On May 19, 2016, the United States Court of Appeals for the Sixth Circuit affirmed the dismissal of two cases brought by investors in certain Morgan Keegan-affiliated investment funds stemming from losses incurred in the wake of the global credit crisis. Stein v. Regions Morgan Keegan Select High Income Fund, Inc., et al., Case No. 15-5903; Canale Funeral Directors, Inc. v. Regions Morgan Keegan Select High Income Fund, Inc., et al., Case No. 15-5905. In a case of first impression in the Sixth Circuit, the court ruled that the plaintiffs had waited too long to file suit and their claims were therefore barred by the three- and five-year statutes of repose under the Securities Act of 1933 and the Securities Exchange Act of 1934, respectively.

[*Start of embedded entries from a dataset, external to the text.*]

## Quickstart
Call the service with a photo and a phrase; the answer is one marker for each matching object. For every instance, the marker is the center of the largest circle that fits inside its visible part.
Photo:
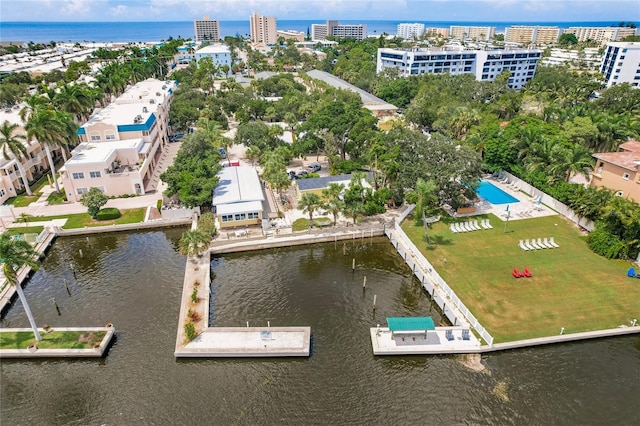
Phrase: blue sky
(401, 10)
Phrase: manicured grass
(22, 230)
(302, 224)
(51, 340)
(571, 287)
(80, 220)
(55, 198)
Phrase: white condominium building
(602, 35)
(410, 31)
(122, 143)
(472, 33)
(525, 34)
(263, 29)
(621, 64)
(333, 28)
(486, 65)
(206, 30)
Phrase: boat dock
(249, 342)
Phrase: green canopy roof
(410, 323)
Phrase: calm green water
(134, 280)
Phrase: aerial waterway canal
(135, 281)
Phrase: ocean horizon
(39, 32)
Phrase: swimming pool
(493, 194)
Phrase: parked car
(314, 167)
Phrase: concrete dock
(432, 342)
(249, 342)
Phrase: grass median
(571, 286)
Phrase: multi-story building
(619, 171)
(333, 28)
(526, 34)
(589, 58)
(486, 65)
(437, 32)
(621, 63)
(206, 30)
(263, 29)
(220, 54)
(122, 143)
(410, 31)
(472, 33)
(11, 169)
(602, 35)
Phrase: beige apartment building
(206, 30)
(620, 171)
(122, 143)
(602, 35)
(33, 166)
(526, 34)
(263, 29)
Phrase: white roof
(248, 207)
(237, 185)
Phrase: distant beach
(39, 32)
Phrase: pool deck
(249, 342)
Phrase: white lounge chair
(541, 244)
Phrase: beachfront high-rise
(333, 28)
(471, 32)
(206, 30)
(410, 31)
(263, 29)
(121, 144)
(621, 64)
(527, 34)
(486, 65)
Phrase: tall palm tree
(13, 147)
(14, 255)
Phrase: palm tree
(15, 254)
(13, 147)
(309, 203)
(193, 242)
(572, 160)
(52, 129)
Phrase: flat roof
(410, 323)
(367, 98)
(237, 185)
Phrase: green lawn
(80, 220)
(52, 340)
(571, 287)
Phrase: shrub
(108, 213)
(190, 331)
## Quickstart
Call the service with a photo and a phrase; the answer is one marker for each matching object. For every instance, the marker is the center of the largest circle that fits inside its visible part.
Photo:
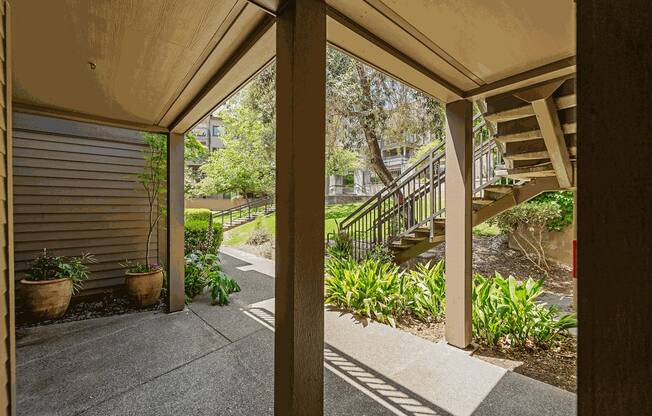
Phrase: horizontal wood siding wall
(75, 191)
(7, 334)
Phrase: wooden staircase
(235, 216)
(531, 149)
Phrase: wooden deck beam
(553, 136)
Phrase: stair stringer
(518, 195)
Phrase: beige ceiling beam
(87, 118)
(545, 110)
(556, 71)
(270, 7)
(248, 42)
(377, 41)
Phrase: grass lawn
(334, 213)
(486, 230)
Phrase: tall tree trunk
(368, 122)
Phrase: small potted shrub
(144, 281)
(50, 283)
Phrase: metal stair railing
(415, 199)
(247, 211)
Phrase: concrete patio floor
(211, 360)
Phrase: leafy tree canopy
(245, 165)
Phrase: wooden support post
(300, 159)
(459, 184)
(614, 368)
(175, 223)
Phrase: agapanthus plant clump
(202, 270)
(505, 311)
(49, 267)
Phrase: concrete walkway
(210, 360)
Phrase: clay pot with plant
(51, 281)
(144, 280)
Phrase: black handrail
(415, 198)
(392, 184)
(267, 201)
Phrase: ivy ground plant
(202, 270)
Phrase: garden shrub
(371, 288)
(505, 311)
(341, 246)
(564, 199)
(202, 214)
(199, 236)
(202, 270)
(526, 223)
(259, 236)
(381, 253)
(427, 289)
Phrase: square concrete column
(300, 160)
(459, 215)
(175, 233)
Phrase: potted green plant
(144, 280)
(51, 281)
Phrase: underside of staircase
(526, 144)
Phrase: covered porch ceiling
(163, 66)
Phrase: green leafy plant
(564, 199)
(138, 267)
(427, 289)
(153, 179)
(505, 312)
(371, 288)
(202, 235)
(47, 267)
(197, 214)
(202, 270)
(259, 235)
(341, 246)
(381, 253)
(526, 223)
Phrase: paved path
(210, 360)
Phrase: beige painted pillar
(574, 248)
(459, 185)
(300, 159)
(175, 236)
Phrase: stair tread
(563, 102)
(503, 189)
(567, 128)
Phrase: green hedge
(199, 237)
(203, 214)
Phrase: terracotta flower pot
(47, 299)
(144, 289)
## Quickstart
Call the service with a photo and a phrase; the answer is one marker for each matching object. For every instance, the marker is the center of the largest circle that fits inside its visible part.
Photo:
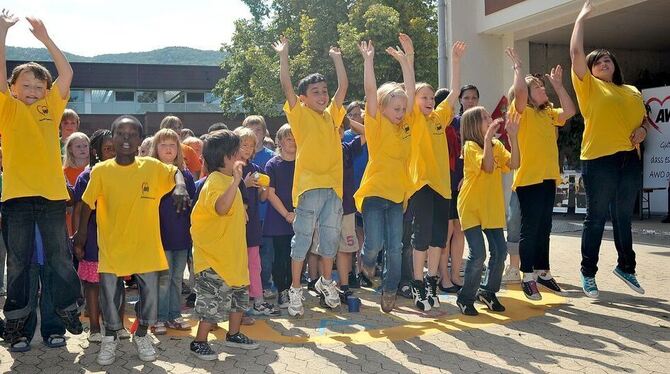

The plaintiffs filed their respective complaints on October 13, 2013, more than five years after the securities at issue were actually offered to the public. Therefore, unless the three- and five-year repose periods were somehow tolled, plaintiffs' claims were clearly time-barred. Plaintiffs attempted to argue that the class action tolling doctrine, as set forth in the United States Supreme Court's decision in American Pipe & Const. Co. v. Utah, 414 U.S. 538 (1974), tolled the repose period during the pendency of two class actions involving the same funds. Recognizing a circuit split over the issue of whether a securities plaintiff can rely on a pending class action to toll a repose period (as opposed to a limitations period), the Sixth Circuit ultimately endorsed the Second Circuit's holding in Police & Fire Ret. Sys. of City of Detroit v. IndyMac MBS, Inc., 721 F.3d 95 (2d Cir. 2013), agreeing that tolling was incompatible with the concept of a statute of repose, and that the 1933 Act and 1934 Act "are indeed unequivocal in extinguishing liability" after a specified period of time. The court declined to follow the Tenth Circuit's holding in Joseph v. Wiles, 223 F.3d 1155 (10th Cir. 2000), which extended American Pipe to statutes of repose. This decision is significant because it highlights the circuit split on the issue of whether American Pipe tolling applies to the statute of repose.

Britt Latham and Joe Crace of Bass, Berry & Sims served as counsel to certain defendants in both cases and participated in the appeal.